3. Get the negotiator to initially focus on what they have done well during the negotiation. Under no circumstances allow them to start to discuss the improvement areas or mistakes that they have made. It is absolutely critical for building negotiation competency that people acknowledge what they have done well. This will go far to building their confidence.

If they are self-deprecating or refuse to identify positive points, you should step in and give them your feedback, rather than letting them dwell on their own criticism. You must also make sure that they have acknowledged your positive feedback and not dismissed it. (If you feel they are dismissing it, you may want to ask them to paraphrase it back to you or ask them a question, e.g. “How did you know to…?” or “Where did you learn to…?” We find this works very well).

4. Be specific – use specific examples of both dialogue and behaviour to explain your points – this means you need to note exactly what they say or do during the negotiation. So keep a pen and some paper handy during the negotiation, and schedule enough time during your negotiation breaks to use your time constructively.

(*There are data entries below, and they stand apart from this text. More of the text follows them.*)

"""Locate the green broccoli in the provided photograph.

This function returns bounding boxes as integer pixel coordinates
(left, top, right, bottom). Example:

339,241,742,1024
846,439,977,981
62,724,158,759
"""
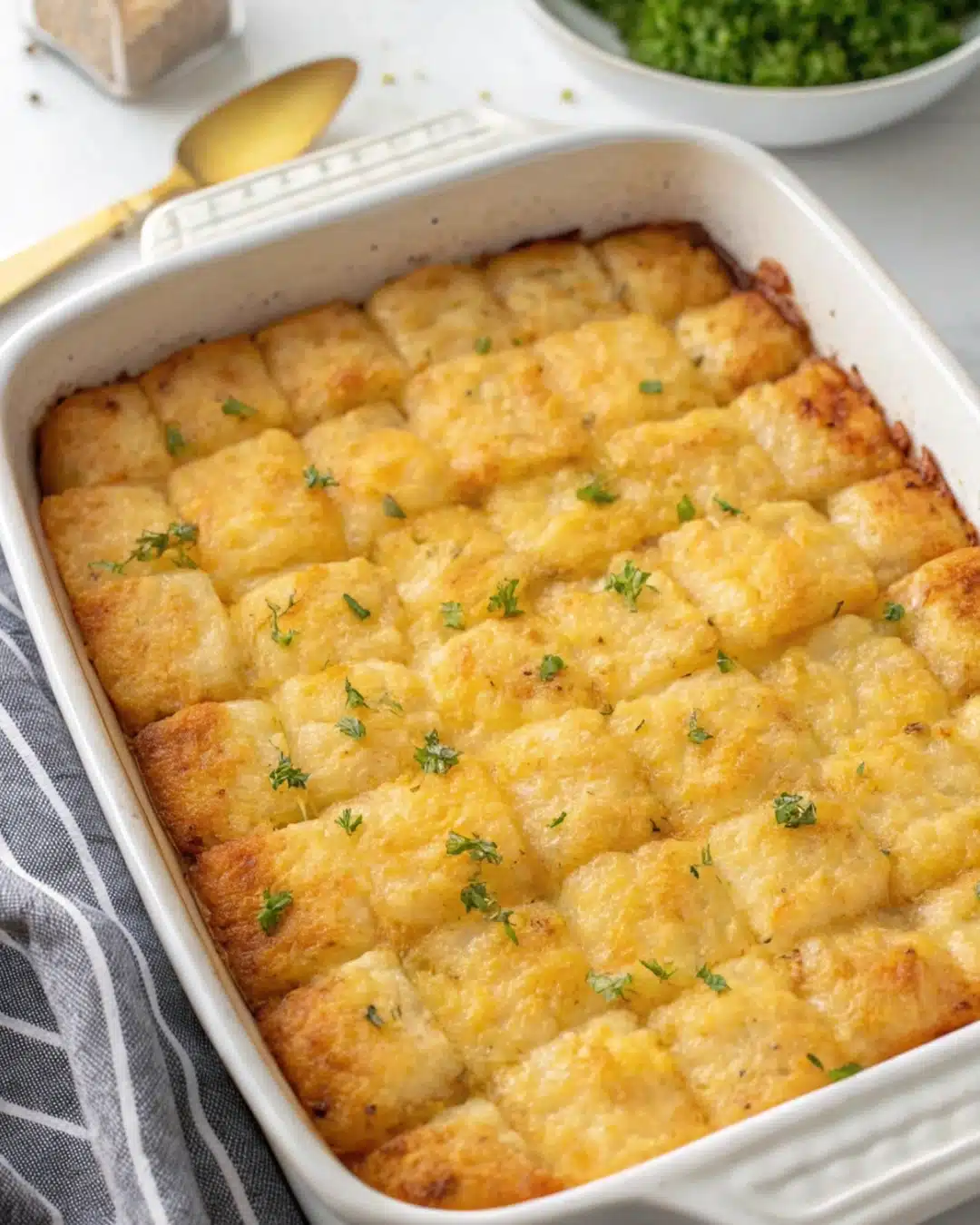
585,0,980,86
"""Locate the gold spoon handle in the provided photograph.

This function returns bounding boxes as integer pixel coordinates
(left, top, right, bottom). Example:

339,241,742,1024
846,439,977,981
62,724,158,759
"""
0,167,197,307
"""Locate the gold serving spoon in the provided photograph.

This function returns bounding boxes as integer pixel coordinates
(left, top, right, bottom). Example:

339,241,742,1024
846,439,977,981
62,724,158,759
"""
0,59,358,307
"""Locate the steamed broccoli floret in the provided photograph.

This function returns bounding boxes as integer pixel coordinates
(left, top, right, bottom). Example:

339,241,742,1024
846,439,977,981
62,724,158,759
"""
585,0,979,86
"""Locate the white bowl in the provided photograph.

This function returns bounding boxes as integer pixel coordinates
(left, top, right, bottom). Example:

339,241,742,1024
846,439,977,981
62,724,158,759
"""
522,0,980,148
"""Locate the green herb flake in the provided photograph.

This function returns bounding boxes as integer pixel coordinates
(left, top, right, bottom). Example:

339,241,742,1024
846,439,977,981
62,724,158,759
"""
269,750,310,791
687,710,714,745
605,560,657,612
713,497,745,515
88,519,197,574
459,876,517,945
773,791,817,829
438,601,466,630
689,843,714,881
585,970,633,1004
446,829,504,864
344,592,371,621
538,655,564,681
333,808,364,838
302,463,340,489
258,889,293,936
827,1063,864,1082
640,956,678,983
694,965,731,995
221,396,258,419
266,592,297,647
344,676,370,710
574,476,619,506
416,731,459,774
486,578,524,617
165,425,188,456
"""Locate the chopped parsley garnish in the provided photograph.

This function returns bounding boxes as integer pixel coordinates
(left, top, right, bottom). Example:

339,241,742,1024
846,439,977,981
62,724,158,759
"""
446,829,504,864
689,843,714,881
416,731,459,774
333,808,364,837
827,1063,864,1081
258,889,293,936
266,592,297,647
687,710,714,745
574,476,619,506
806,1054,864,1081
538,655,564,681
344,676,370,710
459,877,517,945
167,425,188,456
438,601,466,630
585,970,633,1004
640,956,678,983
773,791,817,829
694,965,731,995
605,561,654,612
344,592,371,621
88,521,197,574
714,497,745,514
302,463,340,489
221,396,256,417
269,749,310,791
486,578,524,617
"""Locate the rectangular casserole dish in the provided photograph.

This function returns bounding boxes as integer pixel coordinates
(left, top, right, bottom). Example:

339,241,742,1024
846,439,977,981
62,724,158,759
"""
0,114,980,1225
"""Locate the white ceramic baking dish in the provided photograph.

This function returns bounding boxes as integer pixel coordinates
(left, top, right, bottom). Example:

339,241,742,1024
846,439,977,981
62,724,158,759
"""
0,113,980,1225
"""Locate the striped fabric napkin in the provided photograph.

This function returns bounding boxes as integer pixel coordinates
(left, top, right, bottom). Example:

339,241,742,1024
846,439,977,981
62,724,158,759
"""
0,561,304,1225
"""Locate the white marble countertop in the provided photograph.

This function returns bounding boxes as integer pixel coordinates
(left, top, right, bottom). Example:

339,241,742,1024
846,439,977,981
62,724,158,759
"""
0,0,980,1225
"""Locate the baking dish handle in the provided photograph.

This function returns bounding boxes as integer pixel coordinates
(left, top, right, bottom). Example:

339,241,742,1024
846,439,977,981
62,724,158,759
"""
636,1026,980,1225
141,106,561,261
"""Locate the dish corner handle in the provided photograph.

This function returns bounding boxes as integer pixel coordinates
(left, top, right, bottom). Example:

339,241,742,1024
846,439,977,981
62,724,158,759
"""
140,106,561,262
636,1026,980,1225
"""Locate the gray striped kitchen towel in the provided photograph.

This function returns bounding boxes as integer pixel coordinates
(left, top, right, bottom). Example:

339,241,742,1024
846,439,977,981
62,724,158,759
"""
0,561,309,1225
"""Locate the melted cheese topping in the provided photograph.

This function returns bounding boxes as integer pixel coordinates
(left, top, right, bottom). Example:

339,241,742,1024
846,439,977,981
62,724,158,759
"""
39,225,980,1209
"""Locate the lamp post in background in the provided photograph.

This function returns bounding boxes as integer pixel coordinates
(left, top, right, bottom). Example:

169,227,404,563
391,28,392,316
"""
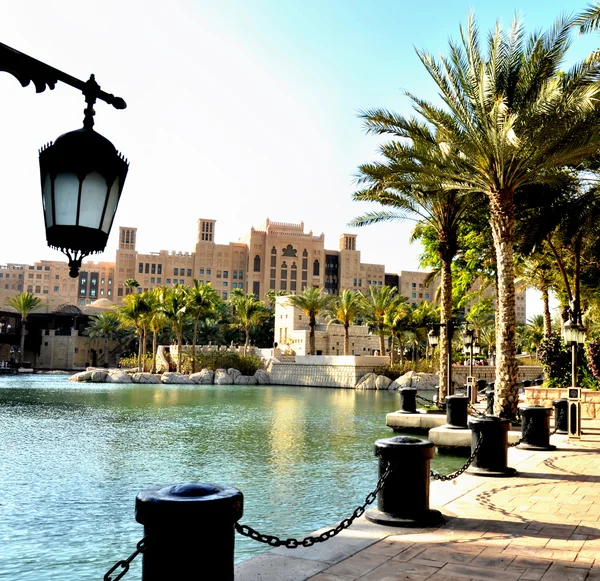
563,311,585,438
0,43,129,278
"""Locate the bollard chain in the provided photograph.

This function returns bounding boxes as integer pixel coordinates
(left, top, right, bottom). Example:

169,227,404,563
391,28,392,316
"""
467,403,485,417
234,464,391,548
431,432,483,482
104,537,146,581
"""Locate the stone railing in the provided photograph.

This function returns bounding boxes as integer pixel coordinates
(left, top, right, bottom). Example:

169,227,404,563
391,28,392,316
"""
525,387,600,420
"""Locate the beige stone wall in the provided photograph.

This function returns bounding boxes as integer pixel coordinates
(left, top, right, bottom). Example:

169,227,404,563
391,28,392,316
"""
275,297,379,355
270,363,386,389
34,330,117,369
525,387,600,419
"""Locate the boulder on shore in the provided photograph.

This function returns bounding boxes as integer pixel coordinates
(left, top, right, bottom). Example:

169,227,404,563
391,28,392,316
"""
160,371,194,385
190,368,215,385
131,373,160,383
215,369,233,385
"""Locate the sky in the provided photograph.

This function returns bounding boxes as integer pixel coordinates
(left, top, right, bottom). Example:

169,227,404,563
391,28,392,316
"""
0,0,599,317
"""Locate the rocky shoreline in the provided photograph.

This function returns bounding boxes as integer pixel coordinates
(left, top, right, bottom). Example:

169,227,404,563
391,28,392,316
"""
69,368,270,385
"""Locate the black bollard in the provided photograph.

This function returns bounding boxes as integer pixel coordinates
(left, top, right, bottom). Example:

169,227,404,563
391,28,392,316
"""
366,436,443,527
518,405,556,451
135,483,244,581
552,399,569,434
485,389,496,416
467,416,516,476
398,387,417,414
443,395,469,430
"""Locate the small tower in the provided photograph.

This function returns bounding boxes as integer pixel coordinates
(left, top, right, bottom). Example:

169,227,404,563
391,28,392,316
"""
198,218,216,242
119,226,137,250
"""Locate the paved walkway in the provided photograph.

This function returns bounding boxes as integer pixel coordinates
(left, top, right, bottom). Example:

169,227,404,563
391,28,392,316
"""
236,421,600,581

5. Resist passing on your own style or prejudices – explain what the current best practice thinking is – don’t tell them how you would have handled the situation. (This is not an opportunity for you to demonstrate how great you are!) If there are other people in the negotiation, you may want to ask them for feedback, but do not allow it to be uncontrolled. We have observed some training courses when people have been allowed to give uncontrolled feedback to negotiators which apart from being destructive, in some cases was also plain wrong! You must control the feedback and when possible ensure it is used positively by all involved.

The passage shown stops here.